On Wednesday, October 24, 2001, at 11:33 AM, Meyer Wolfsheim wrote:
> Largely, I am in agreement. However, in the paragraphs I've quoted 
> below,
> Tim touches on a counter-argument and dismisses it. I'll like to expand
> upon that a bit.

I didn't "dismiss" it. In fact, I wrote more about this issue, which I 
haven't seen brought up by anyone else here, than 95% of all posts to 
Cypherpunks have in their entire amount of original material!
>>
>> (There are interesting issues of "danger to others." Friedman the
>> Younger covers this in his recent book on economics. "Law's Order." To
>> wit, XYZ Airlines, with no security procedures, might be denied use of
>> various airports, etc. A standard tort issue. The outcome is not
>> precisely known, but a move toward "market competition for security
>> measures" would flesh out many of these issues and outcomes.)
>
> I think that this "danger to others" issue will lead us right back where
> we started. It would not simply be an issue of various airports denying
> use, but also communities denying airspace rights. And you can bet that,
> in a world where airlines were permitted to have no security procedures,
> XYZ Airlines would also have to abide by "no-fly zones" set up by the
> larger, more security-conscious cities, enforceable by SAMs.
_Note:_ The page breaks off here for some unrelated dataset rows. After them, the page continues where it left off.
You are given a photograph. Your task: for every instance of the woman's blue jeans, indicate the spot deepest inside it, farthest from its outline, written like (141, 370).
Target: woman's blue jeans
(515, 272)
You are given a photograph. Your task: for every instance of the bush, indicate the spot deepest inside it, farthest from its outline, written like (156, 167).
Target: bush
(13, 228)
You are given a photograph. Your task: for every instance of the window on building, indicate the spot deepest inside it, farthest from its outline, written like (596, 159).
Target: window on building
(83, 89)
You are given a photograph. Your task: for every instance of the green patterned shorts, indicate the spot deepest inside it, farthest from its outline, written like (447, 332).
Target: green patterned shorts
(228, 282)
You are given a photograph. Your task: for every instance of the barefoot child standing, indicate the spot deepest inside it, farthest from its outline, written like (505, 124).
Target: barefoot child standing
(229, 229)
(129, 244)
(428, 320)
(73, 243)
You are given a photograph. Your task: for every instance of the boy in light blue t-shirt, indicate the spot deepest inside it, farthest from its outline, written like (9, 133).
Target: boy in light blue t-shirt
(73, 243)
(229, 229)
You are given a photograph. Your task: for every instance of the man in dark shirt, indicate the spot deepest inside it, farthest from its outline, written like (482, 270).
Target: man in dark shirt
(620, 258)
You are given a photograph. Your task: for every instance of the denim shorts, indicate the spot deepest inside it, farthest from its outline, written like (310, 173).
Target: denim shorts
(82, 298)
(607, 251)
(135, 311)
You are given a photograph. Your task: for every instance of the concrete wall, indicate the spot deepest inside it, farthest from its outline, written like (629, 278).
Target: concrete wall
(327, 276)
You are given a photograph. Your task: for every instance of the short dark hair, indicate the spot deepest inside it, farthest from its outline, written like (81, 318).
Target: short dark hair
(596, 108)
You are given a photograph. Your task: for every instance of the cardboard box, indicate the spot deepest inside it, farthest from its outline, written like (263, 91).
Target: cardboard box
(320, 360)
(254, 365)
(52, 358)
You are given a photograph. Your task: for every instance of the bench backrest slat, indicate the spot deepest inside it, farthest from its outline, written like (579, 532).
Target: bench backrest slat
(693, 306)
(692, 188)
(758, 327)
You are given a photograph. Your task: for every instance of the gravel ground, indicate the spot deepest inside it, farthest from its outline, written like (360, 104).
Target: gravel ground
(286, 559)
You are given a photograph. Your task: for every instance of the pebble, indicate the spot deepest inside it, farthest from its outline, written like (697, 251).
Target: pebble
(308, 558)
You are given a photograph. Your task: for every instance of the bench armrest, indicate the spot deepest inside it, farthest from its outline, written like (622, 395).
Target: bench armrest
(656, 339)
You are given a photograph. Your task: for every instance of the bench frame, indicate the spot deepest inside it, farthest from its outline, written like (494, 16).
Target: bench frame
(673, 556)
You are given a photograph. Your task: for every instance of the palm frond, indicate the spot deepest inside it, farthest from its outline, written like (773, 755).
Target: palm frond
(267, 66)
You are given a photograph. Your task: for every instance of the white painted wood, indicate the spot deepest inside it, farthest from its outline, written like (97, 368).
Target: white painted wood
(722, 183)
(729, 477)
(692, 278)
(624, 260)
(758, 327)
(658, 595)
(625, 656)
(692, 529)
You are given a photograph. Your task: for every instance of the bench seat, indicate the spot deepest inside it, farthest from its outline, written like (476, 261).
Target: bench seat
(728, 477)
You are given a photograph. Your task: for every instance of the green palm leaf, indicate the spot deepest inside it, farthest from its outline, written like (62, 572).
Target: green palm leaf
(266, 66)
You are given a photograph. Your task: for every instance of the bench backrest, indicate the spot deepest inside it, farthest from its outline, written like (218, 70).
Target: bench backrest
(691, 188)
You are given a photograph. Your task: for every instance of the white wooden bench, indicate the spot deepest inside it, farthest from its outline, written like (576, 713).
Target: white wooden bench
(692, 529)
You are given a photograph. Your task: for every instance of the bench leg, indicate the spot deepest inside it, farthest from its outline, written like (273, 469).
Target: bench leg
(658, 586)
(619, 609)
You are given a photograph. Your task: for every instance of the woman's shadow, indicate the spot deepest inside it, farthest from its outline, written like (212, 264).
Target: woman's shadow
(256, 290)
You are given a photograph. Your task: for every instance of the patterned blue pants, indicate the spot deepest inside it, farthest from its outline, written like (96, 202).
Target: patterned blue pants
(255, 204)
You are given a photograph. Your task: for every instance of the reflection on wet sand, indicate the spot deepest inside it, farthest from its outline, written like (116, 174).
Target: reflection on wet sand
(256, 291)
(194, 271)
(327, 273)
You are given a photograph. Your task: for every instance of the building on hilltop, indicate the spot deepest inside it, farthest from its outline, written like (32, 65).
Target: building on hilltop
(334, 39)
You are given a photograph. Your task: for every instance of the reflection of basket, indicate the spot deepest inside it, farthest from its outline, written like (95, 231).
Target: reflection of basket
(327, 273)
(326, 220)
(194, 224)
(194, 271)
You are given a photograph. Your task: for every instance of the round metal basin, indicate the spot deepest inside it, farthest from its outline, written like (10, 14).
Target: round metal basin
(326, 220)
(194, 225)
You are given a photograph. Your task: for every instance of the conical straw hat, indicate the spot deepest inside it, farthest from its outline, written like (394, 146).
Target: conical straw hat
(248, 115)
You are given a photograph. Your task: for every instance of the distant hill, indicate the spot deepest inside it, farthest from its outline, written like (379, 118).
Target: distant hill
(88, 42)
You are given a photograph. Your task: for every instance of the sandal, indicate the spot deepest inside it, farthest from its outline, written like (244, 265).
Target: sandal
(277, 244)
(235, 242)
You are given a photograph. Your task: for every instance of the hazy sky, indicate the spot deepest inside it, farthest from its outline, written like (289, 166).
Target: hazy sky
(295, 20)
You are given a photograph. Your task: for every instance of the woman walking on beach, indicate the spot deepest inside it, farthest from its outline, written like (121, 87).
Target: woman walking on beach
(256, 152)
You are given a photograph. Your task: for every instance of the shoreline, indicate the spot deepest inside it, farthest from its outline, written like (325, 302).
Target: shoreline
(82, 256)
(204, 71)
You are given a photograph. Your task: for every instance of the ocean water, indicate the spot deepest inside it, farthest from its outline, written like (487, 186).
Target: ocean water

I never claimed that a stable end-state is that of some airlines have 
"no security procedures." Such was not the case before 911, so it is 
even less likely today.

I don't know what the evolution will look like. The ecology of the 
security measures will probably, if allowed to by regulators, have a few 
hyper-conscious players like El Al, a few cattle car playes like People 
Express, and a bunch of players in between.
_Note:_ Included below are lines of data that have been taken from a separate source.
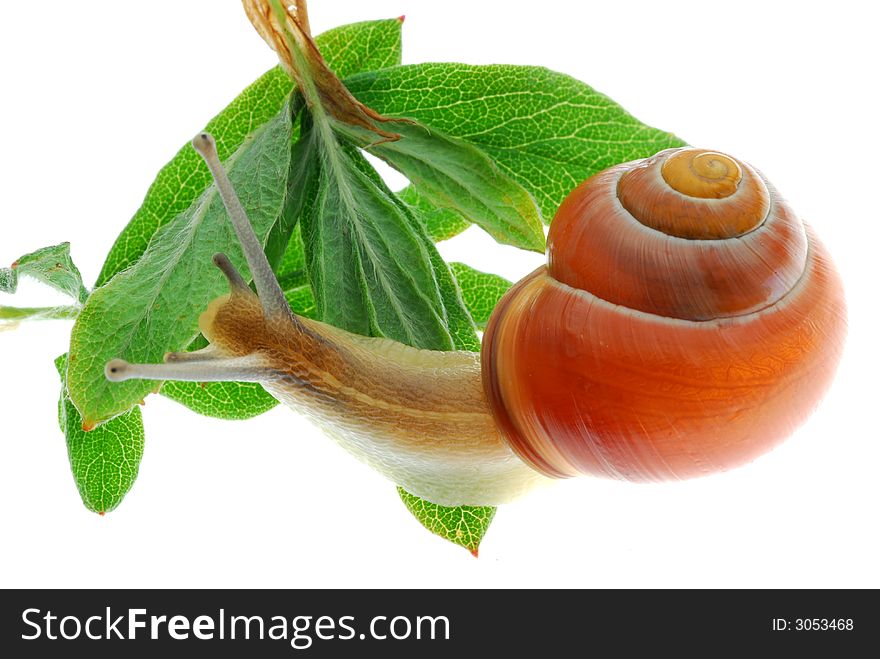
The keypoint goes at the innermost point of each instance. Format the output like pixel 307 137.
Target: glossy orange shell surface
pixel 643 356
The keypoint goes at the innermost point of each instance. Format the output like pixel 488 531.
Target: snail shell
pixel 686 322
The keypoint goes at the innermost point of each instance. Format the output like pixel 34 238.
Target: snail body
pixel 686 322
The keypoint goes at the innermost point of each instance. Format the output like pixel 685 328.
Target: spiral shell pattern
pixel 686 322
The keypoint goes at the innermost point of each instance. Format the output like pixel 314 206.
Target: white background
pixel 97 96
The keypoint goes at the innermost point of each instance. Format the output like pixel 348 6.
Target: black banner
pixel 427 623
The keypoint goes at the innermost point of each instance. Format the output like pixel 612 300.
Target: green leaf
pixel 348 49
pixel 480 291
pixel 51 266
pixel 545 130
pixel 153 307
pixel 464 525
pixel 8 280
pixel 370 270
pixel 441 223
pixel 366 46
pixel 104 461
pixel 454 174
pixel 221 400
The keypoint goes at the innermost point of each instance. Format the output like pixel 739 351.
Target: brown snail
pixel 686 322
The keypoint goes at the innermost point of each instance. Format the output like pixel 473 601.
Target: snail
pixel 686 322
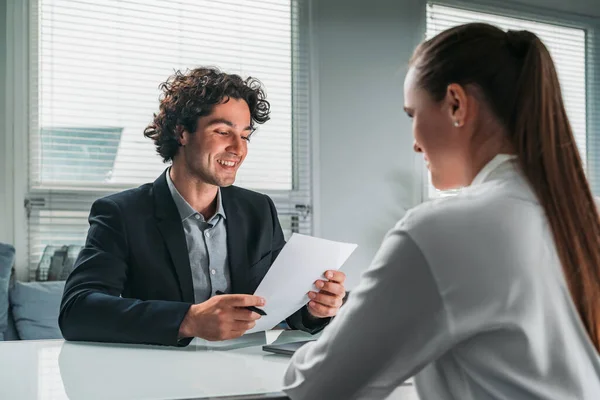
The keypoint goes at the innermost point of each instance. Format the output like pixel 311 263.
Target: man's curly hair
pixel 187 96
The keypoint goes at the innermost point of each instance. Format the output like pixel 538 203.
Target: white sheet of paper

I was not "dismissing" this issue of collateral damage, of tort damage. 
I said Friedman explores such things in great detail.

However, the current system does not allow the positive effects I 
described. Any airline in the U.S. (or many other countries) which 
attempted some obvious security measures would face lawsuits by 
"discriminated against" customers.

This is a more pressing problem than some extremely unlikely scenario 
wherein some carrier adopted a "no security procedures" policy.

> There would probably be places in the mid-west that permitted such
> airlines to operate their services. But the market would surely kill 
> them
> swiftly if they were denied the ability to fly or land in any popular
> area. Customers would go elsewhere, not because of the lax security, but
> because of the limited service offerings.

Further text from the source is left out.